Hari Ini, Dua Kali Saya Mendengarkan Khotbah

M.Khudri

LUBUK BASUNG.-Masjid kami penuh oleh jemaah salat Idul Fitri 1444 Hijriyah. Tak hanya orang tua dan dewasa, anak dan remaja baik laki laki maupun perempuan, duduk berdesakan dalam masjid, hampir seimbang jumlahnya. Itu pertanda bahwa hampir semua anggota rumah tangga di lingkungan saya di Lansano hadir ke masjid untuk melaksanakan ibadah salat Idul Fitri yang hukumnya sunnah muakad.

Sebagai pengurus masjid, saya diminta untuk menjadi “motivator” sidakah badoncek, fastabiqul khairat judulnya, atau berlomba lomba untuk kebaikan. Saya pegang lah alat pengeras suara. “Ada dua tujuan sedekah kita, untuk bekal diri kita sendiri dan untuk kita transfer pahalanya kepada orang tua kita yang sudah meninggal!” kata saya diantara kata yang saya sampaikan.
Dengan wajah berseri seri, banyak sekali jemaah yang bersedekah atas nama orang tua masing masing yang sudah meninggal, hanya butuh waktu 10 menit, terkumpul infaq Rp. 8,5 juta, “Alhamdulillah pacah rekor, biasanya dapat Rp.4 juta saja ” kata sekretaris masjid Dt Yohanis.
Selesai penggalangan dana, langsung salat dengan Imam dosen Upgrisba Sumbar dari Padang, ustad Azwar S. Ag M.Hi namanya. Imam membaca ayat salat, sauranya menghiba, jemaah mengikuti dengan tenang tak ada terdengar suara anak anak bergelut dibelakang, tandanya salat tenang, salat berlangsung lancar.
Ustad Azwar berkhotbah, penyampaiannya menyenangkan, tekanan suaranya datar dan tenang, walaupun agak cepat dia bicara tapi bisa dipahami isinya. Dia ingatkan jemaah akan ancaman terhadap ketakwaan yang telah diraih selama Ramadhan dan cara menghadapinya. “Alhamdulillah penyampaian ustad sesuai dengan keadaan sekarang, sangat bermanfaat. Terima kasih buya” kata Bendahara masjid Dita Widya.
Berselang tiga setengah jam setelah khotbah Idul Fitri saya kembali mendengarkan khotbah, kali ini khotbah jumat. Kali ini ustad Drs.Yan Fitriayadi yang berkhotbah, alumnus IAIN Imam Bonjol ini menguraikan bulan Syawal adalah bulan silaturrahmi.
“Dibandingkan bulan-bulan lainnya, pada bulan inilah umat Islam sangat banyak melakukan amaliah silaturahmi, mulai mudik ke kampung halaman, saling bermaafan dengan teman atau tetangga, halal bi halal. Betapa Syawal pun menjadi bulan penuh berkah, rahmat, dan ampunan Allah karena umat Islam menguatkan tali silaturahmi dan ukhuwah Islamiyah” kata Yan Fitriyadi.
Sebelum salat Jumat, saya bertanya kepada ustad Yan Fitriadi ini, “Buya apakah memang ada keterangan membolehkan tidak salat Jumat, ketika salat Idul Fitri jatuhnya pada hari Jumat” tanya saya.
Langsung saja dijawabnya, ” Tak pernah saya temui keterangan seperti itu, yang jelas salat Jumat ini fardu, sedangkan salat Idul hanya sunnah, mana yang lebih kuat perintahnya? Hari raya sesungguhnya adalah hari Jumat, karena kewajiban salat Jumat ” kata Ustad ini.
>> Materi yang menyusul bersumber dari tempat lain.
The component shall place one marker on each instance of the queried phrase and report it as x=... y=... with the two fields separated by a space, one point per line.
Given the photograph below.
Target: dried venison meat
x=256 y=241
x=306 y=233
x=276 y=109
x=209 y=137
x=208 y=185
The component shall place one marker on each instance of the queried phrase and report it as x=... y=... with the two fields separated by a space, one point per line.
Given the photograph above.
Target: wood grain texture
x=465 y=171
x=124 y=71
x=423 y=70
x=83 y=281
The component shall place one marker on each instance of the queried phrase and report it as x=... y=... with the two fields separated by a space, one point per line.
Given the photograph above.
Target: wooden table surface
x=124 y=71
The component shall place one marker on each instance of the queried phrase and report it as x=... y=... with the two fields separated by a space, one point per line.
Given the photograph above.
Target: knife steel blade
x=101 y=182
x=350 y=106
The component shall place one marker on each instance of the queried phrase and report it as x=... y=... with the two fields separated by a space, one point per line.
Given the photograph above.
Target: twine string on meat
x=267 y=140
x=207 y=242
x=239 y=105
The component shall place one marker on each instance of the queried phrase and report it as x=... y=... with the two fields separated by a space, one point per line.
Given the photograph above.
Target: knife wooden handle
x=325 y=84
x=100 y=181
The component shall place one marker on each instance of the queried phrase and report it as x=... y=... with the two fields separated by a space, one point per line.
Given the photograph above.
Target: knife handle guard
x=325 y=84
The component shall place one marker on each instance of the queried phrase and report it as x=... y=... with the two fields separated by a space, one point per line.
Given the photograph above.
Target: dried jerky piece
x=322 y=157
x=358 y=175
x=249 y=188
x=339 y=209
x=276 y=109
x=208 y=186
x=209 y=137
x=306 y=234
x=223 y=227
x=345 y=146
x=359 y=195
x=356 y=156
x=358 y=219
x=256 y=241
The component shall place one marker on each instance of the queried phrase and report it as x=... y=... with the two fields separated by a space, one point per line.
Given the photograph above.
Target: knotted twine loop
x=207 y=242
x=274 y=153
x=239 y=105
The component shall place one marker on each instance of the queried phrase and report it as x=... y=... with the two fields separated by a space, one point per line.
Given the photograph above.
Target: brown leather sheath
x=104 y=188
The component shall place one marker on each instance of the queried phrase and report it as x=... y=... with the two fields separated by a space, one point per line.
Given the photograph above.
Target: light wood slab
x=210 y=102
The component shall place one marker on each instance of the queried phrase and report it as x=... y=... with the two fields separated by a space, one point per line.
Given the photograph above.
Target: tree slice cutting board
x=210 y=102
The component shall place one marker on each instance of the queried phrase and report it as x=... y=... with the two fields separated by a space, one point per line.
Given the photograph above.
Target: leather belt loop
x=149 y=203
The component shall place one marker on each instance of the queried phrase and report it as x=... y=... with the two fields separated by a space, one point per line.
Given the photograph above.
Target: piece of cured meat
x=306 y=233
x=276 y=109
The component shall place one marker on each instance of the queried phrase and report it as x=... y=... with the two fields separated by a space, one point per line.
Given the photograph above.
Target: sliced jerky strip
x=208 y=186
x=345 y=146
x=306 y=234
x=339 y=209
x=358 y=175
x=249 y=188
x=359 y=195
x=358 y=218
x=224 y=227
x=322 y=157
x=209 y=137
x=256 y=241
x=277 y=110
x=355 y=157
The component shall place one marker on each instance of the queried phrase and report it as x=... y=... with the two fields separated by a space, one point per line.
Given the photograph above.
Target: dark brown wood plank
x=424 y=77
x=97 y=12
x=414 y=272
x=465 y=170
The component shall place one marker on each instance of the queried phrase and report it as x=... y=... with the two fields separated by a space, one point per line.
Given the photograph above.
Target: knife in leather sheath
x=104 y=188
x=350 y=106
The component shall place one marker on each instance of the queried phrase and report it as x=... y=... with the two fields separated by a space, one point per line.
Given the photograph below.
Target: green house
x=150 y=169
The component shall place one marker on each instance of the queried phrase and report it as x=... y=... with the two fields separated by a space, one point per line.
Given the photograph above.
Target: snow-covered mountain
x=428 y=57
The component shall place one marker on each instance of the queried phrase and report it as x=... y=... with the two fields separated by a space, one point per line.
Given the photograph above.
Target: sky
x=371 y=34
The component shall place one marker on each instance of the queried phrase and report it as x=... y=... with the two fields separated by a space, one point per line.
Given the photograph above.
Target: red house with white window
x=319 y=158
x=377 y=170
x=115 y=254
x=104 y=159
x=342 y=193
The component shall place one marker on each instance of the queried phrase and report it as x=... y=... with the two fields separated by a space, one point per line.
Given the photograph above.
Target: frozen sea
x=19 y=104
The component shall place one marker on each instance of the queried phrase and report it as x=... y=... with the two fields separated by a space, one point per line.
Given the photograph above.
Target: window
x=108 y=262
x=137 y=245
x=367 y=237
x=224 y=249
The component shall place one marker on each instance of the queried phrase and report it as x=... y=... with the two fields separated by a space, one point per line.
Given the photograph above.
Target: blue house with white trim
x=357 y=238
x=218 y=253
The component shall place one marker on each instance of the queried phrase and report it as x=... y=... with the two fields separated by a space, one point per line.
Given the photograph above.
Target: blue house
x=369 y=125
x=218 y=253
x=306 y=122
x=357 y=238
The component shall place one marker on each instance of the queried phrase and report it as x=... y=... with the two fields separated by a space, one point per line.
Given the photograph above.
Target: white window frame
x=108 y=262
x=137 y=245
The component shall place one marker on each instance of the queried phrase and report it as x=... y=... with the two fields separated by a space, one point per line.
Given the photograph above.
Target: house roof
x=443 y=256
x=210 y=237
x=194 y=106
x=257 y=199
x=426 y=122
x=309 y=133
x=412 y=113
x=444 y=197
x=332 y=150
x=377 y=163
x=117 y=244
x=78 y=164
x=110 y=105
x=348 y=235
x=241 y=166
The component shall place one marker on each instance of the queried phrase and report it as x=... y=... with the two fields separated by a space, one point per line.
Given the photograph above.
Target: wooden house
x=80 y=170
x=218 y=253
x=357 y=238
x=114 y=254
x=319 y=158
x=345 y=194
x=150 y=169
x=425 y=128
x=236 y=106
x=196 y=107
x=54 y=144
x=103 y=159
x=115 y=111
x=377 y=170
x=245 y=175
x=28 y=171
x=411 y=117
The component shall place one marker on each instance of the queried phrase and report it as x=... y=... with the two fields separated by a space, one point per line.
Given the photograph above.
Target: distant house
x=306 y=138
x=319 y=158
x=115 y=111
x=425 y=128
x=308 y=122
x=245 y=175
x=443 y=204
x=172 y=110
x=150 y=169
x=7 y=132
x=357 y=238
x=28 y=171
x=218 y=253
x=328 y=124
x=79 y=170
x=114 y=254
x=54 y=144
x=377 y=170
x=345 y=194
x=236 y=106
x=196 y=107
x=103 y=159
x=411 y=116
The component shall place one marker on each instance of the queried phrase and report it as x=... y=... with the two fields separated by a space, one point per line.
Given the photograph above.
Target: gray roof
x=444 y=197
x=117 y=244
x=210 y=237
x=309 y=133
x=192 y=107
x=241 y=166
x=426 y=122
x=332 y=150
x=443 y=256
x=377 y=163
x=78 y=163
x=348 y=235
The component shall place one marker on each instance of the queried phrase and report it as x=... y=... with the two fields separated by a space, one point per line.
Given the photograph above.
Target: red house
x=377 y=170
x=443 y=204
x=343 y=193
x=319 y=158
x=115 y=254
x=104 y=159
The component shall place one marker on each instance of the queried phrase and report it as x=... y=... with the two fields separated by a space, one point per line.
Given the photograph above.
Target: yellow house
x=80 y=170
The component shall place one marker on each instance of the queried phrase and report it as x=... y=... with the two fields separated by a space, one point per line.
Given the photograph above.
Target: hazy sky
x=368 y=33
Kata ustad ini, dalam Madzhab Syafi’i apabila Lebaran jatuh pada hari Jumat maka wajib untuk melaksanakan salat Jumat, kecuali orang yang hidupnya di lembah-lembah (menggambarkan orang yang hidup zaman dahulu yaitu orang-orang yang rumahya jauh dari masjid).

Jumhur ulama dari kalangan Hanafiyyah Malikiyyah, tetap melaksanakan salat Jumat. Mereka berpegang pada dalil keumuman hukum salat Jumat sebagaimana disebutkan dalam Q.S Al-Jumu’ah ayat 12-13.

“Salat Jumat merupakan suatu kewajiban bagi setiap muslim, yang dilaksanakan dengan berjamaah, kecuali empat orang yaitu hamba sahaya, wanita, anak kecil, dan orang sakit.” (HR. Abu Dawud). Berdasakan hadis ini mereka mewajibkan salat Jumat apabila bertepatan dengan hari raya.
Tapi ada juga ulama yang berpandangan Salat Jumat tidak wajib jika bertepatan pada hari raya, kelompok ulama itu adalah yang bermadzhab Hambali. Dalil yang diambil sama dengan nash yang telah tersebut di atas. Dalam madzhab Hambali, keringanan (rukhsah) untuk tidak Salat Jumat bertepatan di hari raya berlaku bagi seluruh kaum muslim, bukan hanya penduduk yang tinggal di pedalaman saja.

Atas perbedaan itu saya berpendapat pilihan kita tergantung kepada kemauan hati kita masing masing. Kalau saya “tak nyaman jiwa” jika tak salat ketika panggilan salat datang. Sama dengan “fasilitas” jamak salat yang diberikan Allah, saya tidak gunakan fasilitas itu diperjalanan berapa pun jauhnya perjalanan, jika diperjalanan saya punya kesempatan melaksanakan salat diwaktu, ternyata ibadah itu soal hati. (M.Khudri).